Paul Guzzone

Thoughts on The Bitter End

I must have sung on the Bitter End stage a hundred times or more. But every time I step onto that carpeted flat with the exposed brick wall behind me I get a chill. Not the scary or nervous kind of chill but the excited, “I can’t believe I’m doing this” kind of thrill-chill.  Yeah, I’ll call it a thrill-chill… there’s a new phrase for you.

Kris Kristofferson compared The Bitter End to the Ryman Auditorium in Nashville. Like the Ryman it is “the mother church” of clubs. (The Bitter End: Hanging Out At America’s Night Club, page xiii forward by Kris Kristofferson).

Over the last few years, I’ve been invited to participate a series of themed fund-raising events at The Bitter End, which are organized by my friend Peter Bliss. Peter runs the New York Songwriters Collective so a bunch of us sing one of our tunes or cover a song that we think fits the theme of the night.

Seeing all the young songwriters take the stage got me thinking about the first time I ever went there. It was fall of 1969 and I was in my senior year of high school. I went to see John Sebastian who had recently done an iconic unscheduled performance at The Woodstock Music And Art Fair that August. I had never been to see music outside of a school dance or once when the WMCA Good Guys came to Christ The King HS and did one of their Top-40 radio pop shows.

Since The Summer of Love (1967) I had been venturing into Manhattan with some of my music buddies after school and buying The Village Voice and The East Village Other and sneaking them up to my bedroom. I soon found there was another world drawing me across the East River.

One night my new band-mate Dan Daley and I trained it down to The Village. We took the F train to the West 4th Street stop. Coming up from the subway at The Waverly Theater we found our way to Bleecker Street and eventually into the Bitter End.

I don’t remember what it cost or how we paid but I do remember a doorman who has a distinct post beat vibe to him: mustache, short beard and dark rim glasses. He was probably only 25 but seemed to me like an old guy. (Jeez, what must I look like to a high-schooler?) It was not a bar as it is today. It was a coffee house, so no need for us to pull out the fake ID. Instead of cabaret tables and chairs there were church pews lined up in front of the stage. We slid into the second row a few feet away from center stage. A nascent hippie waitress, probably a student at NYU took our order. I’m sure I had some kind of espresso concoction. The word latte was not in the pop culture lexicon yet.

Then I realized I was looking at that exposed brick wall of the stage. I recognized it from the first Peter Paul And Mary album. I used to listen to it in my school library. That brick wall said a lot to me. It was raw and unfinished, always a work in progress. I came from a polite world of trim, clean and finished (some might say faux-finished) things. This was different. I liked being different and being in this place made me different. Immediately.
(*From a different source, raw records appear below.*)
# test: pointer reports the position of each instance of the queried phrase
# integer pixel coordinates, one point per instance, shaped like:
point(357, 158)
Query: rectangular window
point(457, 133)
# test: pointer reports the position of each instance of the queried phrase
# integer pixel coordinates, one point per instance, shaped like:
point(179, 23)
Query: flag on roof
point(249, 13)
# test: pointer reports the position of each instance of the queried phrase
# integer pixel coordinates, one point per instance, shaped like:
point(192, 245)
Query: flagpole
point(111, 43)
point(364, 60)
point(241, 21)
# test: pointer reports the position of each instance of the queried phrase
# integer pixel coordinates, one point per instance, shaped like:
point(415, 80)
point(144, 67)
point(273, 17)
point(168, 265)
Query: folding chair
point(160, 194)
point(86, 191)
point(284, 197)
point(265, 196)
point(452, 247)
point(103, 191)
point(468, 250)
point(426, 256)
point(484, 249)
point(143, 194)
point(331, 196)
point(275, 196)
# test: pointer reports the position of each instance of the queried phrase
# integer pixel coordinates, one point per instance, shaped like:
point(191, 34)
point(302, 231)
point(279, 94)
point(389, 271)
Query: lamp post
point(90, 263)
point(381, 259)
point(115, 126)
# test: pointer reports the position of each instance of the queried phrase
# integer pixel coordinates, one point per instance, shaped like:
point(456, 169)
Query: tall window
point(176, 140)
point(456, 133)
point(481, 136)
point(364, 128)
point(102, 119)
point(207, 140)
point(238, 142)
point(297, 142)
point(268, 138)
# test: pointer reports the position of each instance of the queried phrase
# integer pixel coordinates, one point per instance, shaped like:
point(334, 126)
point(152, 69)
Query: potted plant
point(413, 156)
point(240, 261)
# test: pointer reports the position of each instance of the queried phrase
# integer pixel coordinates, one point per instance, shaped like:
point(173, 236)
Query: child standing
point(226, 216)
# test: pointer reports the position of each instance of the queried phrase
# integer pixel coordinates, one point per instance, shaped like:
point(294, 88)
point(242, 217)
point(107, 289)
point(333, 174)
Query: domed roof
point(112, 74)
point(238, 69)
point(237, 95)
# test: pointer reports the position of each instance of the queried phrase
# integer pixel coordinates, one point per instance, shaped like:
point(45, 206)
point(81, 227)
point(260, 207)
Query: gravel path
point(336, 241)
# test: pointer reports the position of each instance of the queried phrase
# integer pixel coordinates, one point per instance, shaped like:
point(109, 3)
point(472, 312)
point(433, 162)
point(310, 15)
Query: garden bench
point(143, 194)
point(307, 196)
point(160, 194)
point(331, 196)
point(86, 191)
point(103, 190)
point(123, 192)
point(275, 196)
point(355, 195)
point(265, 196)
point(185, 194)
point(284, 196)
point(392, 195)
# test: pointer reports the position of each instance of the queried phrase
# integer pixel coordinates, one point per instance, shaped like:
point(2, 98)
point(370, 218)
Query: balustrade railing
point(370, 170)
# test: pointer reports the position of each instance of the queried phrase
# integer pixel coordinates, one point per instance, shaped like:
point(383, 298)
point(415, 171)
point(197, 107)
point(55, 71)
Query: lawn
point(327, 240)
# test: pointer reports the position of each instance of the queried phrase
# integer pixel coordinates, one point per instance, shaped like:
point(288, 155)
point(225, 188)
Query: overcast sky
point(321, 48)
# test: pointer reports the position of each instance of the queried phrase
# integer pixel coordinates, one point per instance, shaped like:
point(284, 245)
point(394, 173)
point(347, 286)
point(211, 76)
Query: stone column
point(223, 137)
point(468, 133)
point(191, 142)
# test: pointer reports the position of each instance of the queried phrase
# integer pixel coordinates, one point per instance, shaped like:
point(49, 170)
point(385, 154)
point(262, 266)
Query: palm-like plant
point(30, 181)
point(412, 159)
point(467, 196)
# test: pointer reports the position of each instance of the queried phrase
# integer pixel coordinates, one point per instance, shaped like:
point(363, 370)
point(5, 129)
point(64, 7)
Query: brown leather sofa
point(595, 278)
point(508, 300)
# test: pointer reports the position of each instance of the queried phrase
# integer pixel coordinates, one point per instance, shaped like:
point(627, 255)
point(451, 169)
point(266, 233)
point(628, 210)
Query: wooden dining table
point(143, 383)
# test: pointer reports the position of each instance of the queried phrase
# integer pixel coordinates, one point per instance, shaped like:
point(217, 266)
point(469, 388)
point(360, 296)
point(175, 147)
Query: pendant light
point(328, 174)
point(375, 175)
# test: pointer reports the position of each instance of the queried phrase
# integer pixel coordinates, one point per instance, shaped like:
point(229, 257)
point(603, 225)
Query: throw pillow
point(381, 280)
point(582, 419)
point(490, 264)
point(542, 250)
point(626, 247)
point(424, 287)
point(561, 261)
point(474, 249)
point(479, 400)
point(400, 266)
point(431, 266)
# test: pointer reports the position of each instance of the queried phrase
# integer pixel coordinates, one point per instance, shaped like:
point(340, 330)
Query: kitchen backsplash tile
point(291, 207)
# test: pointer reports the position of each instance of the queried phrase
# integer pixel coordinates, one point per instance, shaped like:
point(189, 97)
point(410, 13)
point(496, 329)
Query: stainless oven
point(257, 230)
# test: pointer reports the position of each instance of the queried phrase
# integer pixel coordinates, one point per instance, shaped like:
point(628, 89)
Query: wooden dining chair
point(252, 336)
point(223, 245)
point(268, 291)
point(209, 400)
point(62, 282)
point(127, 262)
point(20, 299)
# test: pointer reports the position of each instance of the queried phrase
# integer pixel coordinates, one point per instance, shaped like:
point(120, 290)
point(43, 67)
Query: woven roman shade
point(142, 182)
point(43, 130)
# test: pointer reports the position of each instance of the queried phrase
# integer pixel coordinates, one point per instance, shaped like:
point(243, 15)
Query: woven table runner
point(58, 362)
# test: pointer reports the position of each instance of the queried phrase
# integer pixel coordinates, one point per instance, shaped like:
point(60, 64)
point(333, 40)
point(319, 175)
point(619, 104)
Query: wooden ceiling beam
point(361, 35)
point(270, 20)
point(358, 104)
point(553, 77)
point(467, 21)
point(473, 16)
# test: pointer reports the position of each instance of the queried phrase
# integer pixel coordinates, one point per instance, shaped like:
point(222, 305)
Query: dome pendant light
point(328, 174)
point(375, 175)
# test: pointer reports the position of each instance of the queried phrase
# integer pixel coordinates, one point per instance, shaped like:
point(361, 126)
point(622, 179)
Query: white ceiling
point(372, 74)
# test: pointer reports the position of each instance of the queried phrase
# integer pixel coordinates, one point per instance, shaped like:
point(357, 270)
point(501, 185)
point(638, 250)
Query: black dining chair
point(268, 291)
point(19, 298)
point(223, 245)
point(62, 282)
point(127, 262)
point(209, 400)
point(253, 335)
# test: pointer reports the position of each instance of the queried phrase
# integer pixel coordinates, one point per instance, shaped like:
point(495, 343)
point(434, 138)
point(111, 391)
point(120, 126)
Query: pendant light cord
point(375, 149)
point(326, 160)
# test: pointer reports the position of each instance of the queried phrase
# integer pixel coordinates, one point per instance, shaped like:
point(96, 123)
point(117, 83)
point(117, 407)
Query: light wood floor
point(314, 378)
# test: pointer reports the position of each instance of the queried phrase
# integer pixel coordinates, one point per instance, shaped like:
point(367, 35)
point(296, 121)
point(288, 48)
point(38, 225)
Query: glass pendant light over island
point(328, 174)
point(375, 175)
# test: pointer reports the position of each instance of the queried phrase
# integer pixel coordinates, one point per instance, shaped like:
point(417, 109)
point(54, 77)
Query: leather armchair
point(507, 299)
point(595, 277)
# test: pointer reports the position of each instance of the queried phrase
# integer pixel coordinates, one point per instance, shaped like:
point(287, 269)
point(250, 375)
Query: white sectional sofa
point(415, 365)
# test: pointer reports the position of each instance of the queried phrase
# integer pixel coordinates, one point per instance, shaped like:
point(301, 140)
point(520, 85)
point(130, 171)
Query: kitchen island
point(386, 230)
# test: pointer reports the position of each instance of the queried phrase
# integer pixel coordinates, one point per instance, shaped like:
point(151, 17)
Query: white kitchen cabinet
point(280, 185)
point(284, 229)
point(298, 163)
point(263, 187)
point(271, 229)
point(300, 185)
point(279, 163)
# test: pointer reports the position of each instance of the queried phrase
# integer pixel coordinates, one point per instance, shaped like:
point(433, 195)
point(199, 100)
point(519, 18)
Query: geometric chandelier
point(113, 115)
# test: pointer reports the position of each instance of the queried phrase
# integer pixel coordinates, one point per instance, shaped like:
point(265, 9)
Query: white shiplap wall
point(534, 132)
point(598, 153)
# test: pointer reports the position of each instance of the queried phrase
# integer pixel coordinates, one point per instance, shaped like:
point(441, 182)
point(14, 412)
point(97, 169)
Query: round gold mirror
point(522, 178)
Then, John Sebastian was introduced. He charmed us with his remarkable songs and musicianship. But there was something else. He talked to us. He told stories. He was hip. And, he was ten feet away from me. It is a cliché but it is true. It was like being in his living room. The intimacy of the experience was something I had never experienced up until that night. I could see his fingers on the neck of the guitar, hear his voice present and clear, watch his face and eyes as he sang and talked. I thought to myself that this is what music is supposed to be like.

I think I’ve been chasing that spirit ever since. I’d like to think that I catch it from time to time in my own performance.

That was the first of many nights I would spend in the audience at the Bitter End. Little did I know that I would also be on that stage more times than I could have imagined.

As it turned out, much of my music career for the next fifteen years was spent within a five-block radius of the Bitter End. As a member of the band Revival (as in folk Revival) or as a side man or band leader I would play at The Gaslight, The Village Gate, Folk City, the Café Wha?, The Back Fence, Kenny’s Castaways and, of course, The Bottom Line.

For me, and many others it started with The Bitter End. What that room has meant to the New York music scene and the world-wide music and entertainment industry can not be underestimated. The list of poets, comedians and musicians who started there or performed there is truly mind blowing. Take a look at Fred Weintraub’s page.

 

Neil Diamond (1962) in front of the club. Notice The Tin Angel which was a restaurant upstairs from the Bitter End also run by Fred Weintraub and Paul Colby. Joni Mitchell titled a song for it.

Fred was the original owner before Paul Colby bought it in 1974. Paul has a book called The Bitter End: Hanging Out At America’s Nightclub. Check it out too.

Here’s a video of me and Mary Ellen Bernard performing there for Occupy Hearts And Minds back in 2012.

Finally, I post this blog in the memory of Ken Kelly “The Mayor Of Bleecker Street” who passed away on August 13, 2013. “Kelly” manned the door and watched out for everyone at the Bitter End for 26 years from 1987 to 2013.